By CCT STAFF
In the aftermath of McClatchy filing for bankruptcy and amid an early hurdle in the case, the newspaper publisher’s stock tanked to less than 10 cents a share late last week.
McClatchy stock began trading Tuesday at 8 cents a share and closed the day at 14 cents.
Five years ago, McClatchy stock was listed at about $25. Fifteen years ago, the company’s stock price was more than $700.
Last September, the New York Stock Exchange placed the company on notice that if it did not reverse its declining stock price, it would be delisted.
On Thursday, McClatchy, the parent company of the San Luis Obispo Tribune, announced it filed for Chapter 11 bankruptcy, a move due in large part to the company’s overburdened pension system.
At the time of the announcement, McClatchy stock was trading at about 75 cents a share. But by Friday, the share price had fallen to 9 cents.

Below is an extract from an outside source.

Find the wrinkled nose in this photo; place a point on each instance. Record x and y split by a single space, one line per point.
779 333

The same day, a federal pension agency sought in court to delay mediation in the bankruptcy case. A McClatchy report stated a nearly complete deal between the company and its creditors could be in jeopardy if the bankruptcy proceedings last more than 60 days.
On Tuesday, though, a bankruptcy judge ruled McClatchy can enter mediation with its creditors on March 4, raising hopes the newspaper publisher will emerge from bankruptcy within two months.
If the bankruptcy proceedings go as planned, the company will undergo an ownership change that will end McClatchy family control of the publisher, which has existed since its founding in 1857. The hedge fund Chatham Asset Management could then possibly obtain a controlling stake in the company.